関節リウマチ(RA)は、比較的一般的な自己免疫疾患です。全世界で成人の1%が罹患しています。最近の研究から、RAと診断された人は骨折のリスクが高いことが知られ、椎体骨折と股関節骨折が最も多い骨折部位でした。先行研究では、股関節骨折を併発したRA患者と一般集団との間で死亡率の差が拡大していることが示されています。漢方薬(CHMs)は伝統的な医学として、RA患者の補完療法として一般的に使用されています。RA患者におけるCHMsの使用パターンの特徴を報告した研究はわずかです。骨保護効果の関連を直接決定した先行研究もありません。今回紹介する研究は、台湾の人口を代表する全国的な医療請求データベースを用いて、RA患者におけるCHMsの使用と骨粗鬆症性骨折の発生との関連を経時的に確認することが目的です。

〇関節リウマチと骨折リスクの疫学

関節リウマチ(RA)は、滑膜関節の腫脹、圧痛、損傷を特徴とする比較的一般的な自己免疫疾患であり、全世界で成人の1%が罹患しています。
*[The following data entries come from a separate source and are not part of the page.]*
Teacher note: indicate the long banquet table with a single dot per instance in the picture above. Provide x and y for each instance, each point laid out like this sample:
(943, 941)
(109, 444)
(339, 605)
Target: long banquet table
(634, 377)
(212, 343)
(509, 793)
最近の研究から、RAと診断された人は骨折のリスクが高く、そのうち椎体骨折と股関節骨折が最も多い骨折部位でした。椎体骨折により、RA患者の腰痛は徐々に悪化し身体活動が制限されます。特に、先行研究では、股関節骨折を併発したRA患者と一般集団との間で死亡率の差が拡大していることが示されています。股関節骨折後の推定超過死亡率は、最初の1年間で8.4%から36%に及びます。さらに、Kwonらは、骨粗鬆症性骨折を併発したRA患者は、一般集団に比べて全死因による死亡リスクが30%高いことを報告しています。このような驚くべき臨床症状を前に、RA患者の管理においては、骨粗鬆症性骨折の予防または治療が不可欠です。

〇関節リウマチの漢方治療と骨折リスク

過去10年以上にわたり、漢方薬は伝統的な医学として、RA患者の補完療法として一般的に使用されていると考えられています。これまでの研究で、核因子κβ(NF-κB)シグナルを抑制することにより、貝母や大黄を含むいくつかの漢方薬が、腫瘍壊死因子α(TNF-α)やインターロイキン6(IL-6)などの炎症性サイトカインの制御に有益であると推察されています。これらの炎症性メディエーターは、骨髄の産生を抑制し、骨格の低発達や骨のもろさをもたらし、RA発症後の骨折しやすさを高めることが示されていることは注目に値します。RAと骨折の関連において、炎症パラメータの異常が証明されつつあることから、RA患者における骨折の発生を予防または遅延させるためのケアレジメンを提供する際に、CHMの適用が検討されるかもしれません。

〇エビデンス

CHMsへの関心にもかかわらず、RA患者におけるCHMsの使用パターンの特徴を報告した研究はわずかです。RA患者におけるCHMsの使用と骨保護効果の関連を直接決定した先行研究はありません。今回紹介する研究は、台湾の人口を代表する全国的な医療請求データベースを用いて、RA患者におけるCHMsの使用と骨粗鬆症性骨折の発生との関連を経時的に確認することが目的です。